Thursday, April 23, 2015

April Read/Kirsten



Title: True Grit. 
Author: Portis, Charles
Kirsten's Read:
When I asked my husband what means “grit”, he looked at me, showed me his teeth and made a sound like “Argh”. I asked that question before reading the book, and the answer was surprising, and not very much enlightening.
“People do not give it credence that a fourteen-year-old girl could leave home and go off in the wintertime to avenge her father’s blood but it did not seem so strange then, although I will say it did not happen every day.” This is the beginning of the novel. A long and dry sentence, like several parts of the book.
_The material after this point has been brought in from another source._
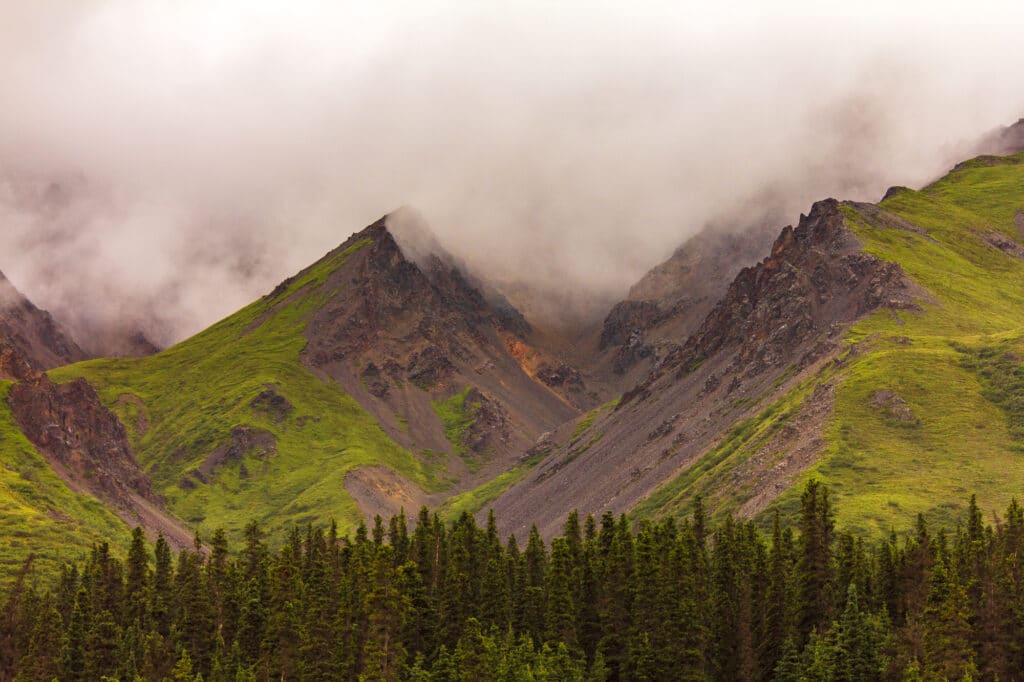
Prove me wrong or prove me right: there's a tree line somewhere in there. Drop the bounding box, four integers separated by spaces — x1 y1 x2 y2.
0 481 1024 682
Mattie Ross, the fourteen-year-old girl, is chasing Tom Chaney, her father’s murderer, through Arkansas and Texas. She’s looking for somebody with true grit to go with her. I had a hard time to begin the book, because the story goes very slow … Find someone with true grit, then meet him at the court (after retranscribing a long part of one trial…), discussing the price to go, finding a horse …
But at one point, they ride on their horses and the real story begins. Guns fire at every riverbank or every hill, toward different bandits. Bandit seems to be a job, with values, but very mortal… Then, it was hard to leave the book until the end, the suspense was important.
I had a journey through the Wild West, on a black pony.  First Mattie sounds like a naive girl, but with no fear… Progressively, her character gets more profound, more intense. She eventually become human when she shows her fears at the end, even if that doesn’t stop her to go on… With justice.
After reading the book, we watched the movie (the original one, with John Wayne). And that confirms that I’m not fond with the “cow boys movies” as we say in French… But despite that, that book trapped me. A classic, indeed.